There are, apparently, many different Ovids, or he was a writer who worked in multiple distinctly independent styles. I would have said that differently if I hadn't started Metamorphoses before reviewing, and I would have had a vastly different impression of this if I hadn't read Amores and The Art of Love beforehand. Ovid's love poems introduced me to a hyper-witty and hyper-clever really knowledgeable but insincere poet. This was not that voice.

Heroides is a collection of letters written mainly by spurned heroines in Greek mythology to lovers. Fifteen of the letters come from the likes Penelope, Ariadne or Medea, or more obscure women like Laodamia to Protestilaus or Canace to Marcareus. The sixteenth letter comes from Sappho. And six more are back and forth with lovers. Paris writes Helen to woo her, and Helen writes back with what amounts to something that is not no. And so on.
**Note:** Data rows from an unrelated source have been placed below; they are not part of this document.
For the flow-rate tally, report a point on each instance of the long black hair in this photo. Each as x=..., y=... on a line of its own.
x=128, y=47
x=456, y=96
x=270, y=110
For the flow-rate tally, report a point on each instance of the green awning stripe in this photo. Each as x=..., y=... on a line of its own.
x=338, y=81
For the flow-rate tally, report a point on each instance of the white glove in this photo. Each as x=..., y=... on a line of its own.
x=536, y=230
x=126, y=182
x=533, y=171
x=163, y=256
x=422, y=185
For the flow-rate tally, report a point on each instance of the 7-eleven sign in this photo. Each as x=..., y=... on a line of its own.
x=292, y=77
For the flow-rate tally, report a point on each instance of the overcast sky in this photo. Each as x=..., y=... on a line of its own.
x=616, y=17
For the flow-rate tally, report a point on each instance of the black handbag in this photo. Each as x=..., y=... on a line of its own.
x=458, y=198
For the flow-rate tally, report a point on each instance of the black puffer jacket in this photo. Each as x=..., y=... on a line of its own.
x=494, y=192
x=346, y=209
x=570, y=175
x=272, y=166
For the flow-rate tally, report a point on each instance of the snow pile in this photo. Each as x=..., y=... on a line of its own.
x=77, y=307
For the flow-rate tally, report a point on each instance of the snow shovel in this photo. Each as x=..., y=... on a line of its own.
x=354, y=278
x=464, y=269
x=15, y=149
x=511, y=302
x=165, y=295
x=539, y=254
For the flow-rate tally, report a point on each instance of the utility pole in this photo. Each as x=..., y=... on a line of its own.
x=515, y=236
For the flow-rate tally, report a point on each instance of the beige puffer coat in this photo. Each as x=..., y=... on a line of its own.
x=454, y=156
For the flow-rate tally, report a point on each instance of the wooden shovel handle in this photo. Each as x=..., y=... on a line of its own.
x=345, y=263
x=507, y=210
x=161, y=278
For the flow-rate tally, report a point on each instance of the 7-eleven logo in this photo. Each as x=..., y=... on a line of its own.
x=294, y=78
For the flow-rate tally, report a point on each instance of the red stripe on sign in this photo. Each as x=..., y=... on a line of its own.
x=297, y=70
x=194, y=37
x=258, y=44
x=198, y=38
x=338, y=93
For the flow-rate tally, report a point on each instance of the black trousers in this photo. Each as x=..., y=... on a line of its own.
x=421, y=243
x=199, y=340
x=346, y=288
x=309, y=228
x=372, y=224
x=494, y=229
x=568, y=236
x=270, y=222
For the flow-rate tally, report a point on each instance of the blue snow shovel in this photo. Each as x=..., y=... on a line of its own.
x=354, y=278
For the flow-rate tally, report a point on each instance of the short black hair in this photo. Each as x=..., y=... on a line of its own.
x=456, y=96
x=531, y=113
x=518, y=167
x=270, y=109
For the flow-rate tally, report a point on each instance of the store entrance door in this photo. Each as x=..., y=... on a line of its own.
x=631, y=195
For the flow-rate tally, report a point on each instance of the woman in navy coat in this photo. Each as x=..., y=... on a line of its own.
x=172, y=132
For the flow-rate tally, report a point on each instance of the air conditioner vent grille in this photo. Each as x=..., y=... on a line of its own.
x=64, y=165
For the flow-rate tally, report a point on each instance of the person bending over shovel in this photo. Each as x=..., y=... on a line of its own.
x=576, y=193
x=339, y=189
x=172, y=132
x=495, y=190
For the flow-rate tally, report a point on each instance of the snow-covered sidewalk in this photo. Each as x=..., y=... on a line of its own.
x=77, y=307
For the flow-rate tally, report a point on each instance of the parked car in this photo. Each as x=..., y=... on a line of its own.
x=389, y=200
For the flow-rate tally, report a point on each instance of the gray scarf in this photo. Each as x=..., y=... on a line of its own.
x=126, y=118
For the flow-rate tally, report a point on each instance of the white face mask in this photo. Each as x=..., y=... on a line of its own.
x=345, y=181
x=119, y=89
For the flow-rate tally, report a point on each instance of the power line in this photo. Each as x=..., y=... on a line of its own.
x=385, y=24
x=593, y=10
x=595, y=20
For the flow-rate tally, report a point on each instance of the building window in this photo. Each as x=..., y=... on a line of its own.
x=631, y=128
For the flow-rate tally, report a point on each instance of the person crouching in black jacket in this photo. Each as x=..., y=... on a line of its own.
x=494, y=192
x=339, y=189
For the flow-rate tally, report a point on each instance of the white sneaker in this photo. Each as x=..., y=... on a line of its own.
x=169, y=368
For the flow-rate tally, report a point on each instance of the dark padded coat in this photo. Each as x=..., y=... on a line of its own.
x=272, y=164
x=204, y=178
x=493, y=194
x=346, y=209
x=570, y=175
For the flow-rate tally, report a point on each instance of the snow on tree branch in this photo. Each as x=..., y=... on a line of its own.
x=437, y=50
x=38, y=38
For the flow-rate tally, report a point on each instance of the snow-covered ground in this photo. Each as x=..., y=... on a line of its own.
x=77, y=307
I'm sure the modern ear can find much to make fun of, and any reader in any age will easily pick up the many levels of satire. But, oddly, these aspects don't color these letters. On the surface they are sincere. The heavy satire is mostly in the situations, the set-up if you like. The letters themselves are straightforward... often romantic, even when or because they are bitter. And they are occasionally moving. Laodamia's letter to Protestilaus stands out. In mythology Protestilaus leaves for Troy shortly after their marriage, and becomes the first casualty in the Trojan war. He is brought back to life for three hours to see Laodamia, who afterward commits suicide. She writes this letter as an unknowing widow. I found it a memorable and touching letter of love, bitter in its irony and yet tangible. Phyllus writes to Demophoon who, when she fell for him only to be abandoned, was not only hurt, but ruined. And she writes longingly.
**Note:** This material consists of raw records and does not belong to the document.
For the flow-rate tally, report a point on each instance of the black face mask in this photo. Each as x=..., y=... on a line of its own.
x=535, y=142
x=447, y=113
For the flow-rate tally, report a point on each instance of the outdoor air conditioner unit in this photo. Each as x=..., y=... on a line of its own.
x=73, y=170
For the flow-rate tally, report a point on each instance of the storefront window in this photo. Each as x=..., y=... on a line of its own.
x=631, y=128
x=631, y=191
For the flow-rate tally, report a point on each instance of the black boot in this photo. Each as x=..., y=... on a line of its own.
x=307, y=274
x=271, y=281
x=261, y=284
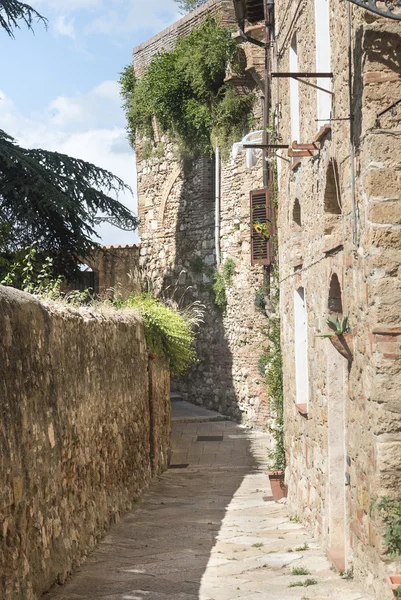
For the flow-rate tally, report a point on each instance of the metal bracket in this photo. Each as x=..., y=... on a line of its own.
x=124, y=225
x=387, y=11
x=392, y=107
x=248, y=38
x=302, y=75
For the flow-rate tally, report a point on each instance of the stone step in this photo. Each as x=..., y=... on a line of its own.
x=185, y=412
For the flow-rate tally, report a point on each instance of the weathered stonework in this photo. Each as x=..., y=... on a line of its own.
x=84, y=425
x=177, y=246
x=343, y=446
x=117, y=269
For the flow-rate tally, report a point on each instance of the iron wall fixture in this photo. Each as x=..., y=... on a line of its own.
x=124, y=225
x=384, y=8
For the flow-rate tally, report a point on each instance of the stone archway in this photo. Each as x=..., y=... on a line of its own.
x=336, y=394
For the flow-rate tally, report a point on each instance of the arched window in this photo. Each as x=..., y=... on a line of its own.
x=335, y=304
x=296, y=213
x=332, y=198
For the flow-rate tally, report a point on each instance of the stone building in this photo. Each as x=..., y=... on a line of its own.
x=339, y=240
x=109, y=271
x=176, y=204
x=337, y=148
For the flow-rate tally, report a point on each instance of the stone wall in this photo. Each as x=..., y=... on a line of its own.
x=176, y=203
x=343, y=436
x=84, y=425
x=117, y=269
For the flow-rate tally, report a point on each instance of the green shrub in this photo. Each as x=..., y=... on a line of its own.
x=274, y=381
x=168, y=332
x=390, y=510
x=31, y=272
x=260, y=301
x=222, y=279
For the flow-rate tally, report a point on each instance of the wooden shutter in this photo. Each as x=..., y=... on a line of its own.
x=262, y=211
A note about the translator, Harold Isbell. There are many oddities about him that give me pause. He was a bank director, not a professor. He provides a summary of each major character, a wonderful resource, but they are iffy and partial summaries. Each is simplified leaving a clean and often appealing impression, but one that may contradict or disregard major versions of these stories. His citations of ancient literature are incomplete and a bit haphazard. And, despite all his notes, he never once brings up anything about the translation or original Latin. But, I really enjoyed reading this. So... ??

Ariadne to Theseus

You would have died in the twisting halls without
the string that I gave to be your guide.
You said to me, 'I swear by these perils that
as long as we live, you will be mine.'
We are alive, Theseus, but I am not yours;


Laodamia to Protestilaus

I'm told the winds detain you at Aulis;
where were these winds when you sailed from me?
Then the tides should have risen against your oars;
then was the time for a raging surf.
I could have kissed my lord and given him more
requests, I wanted to say so much.
But you were hurried away by a wind your
crew loved; it was not a lover's wind.


Leander to Hero (across the water)

she is so near, but 'almost' starts tears.
  dchaikin | Jul 29, 2017 |
I'd never thought about reading more by Ovid, and then I came across The Heroides while showing someone else the wonders of my city's central library. (Before I knew it, I had a stack of nine books in my arms, despite the fact I'm about to go visit my parents via train, meaning I can't carry that many books.) Anyway, I was delighted to find this, and it's a nice edition too, with explanations of all the myths and extensive notes (which for the most part I don't need, but which were a handy refresher when I couldn't quite remember) and introductions to each poem. The translation seems good to me, in that it's readable and flows well, and doesn't get in the way of experiencing the poems.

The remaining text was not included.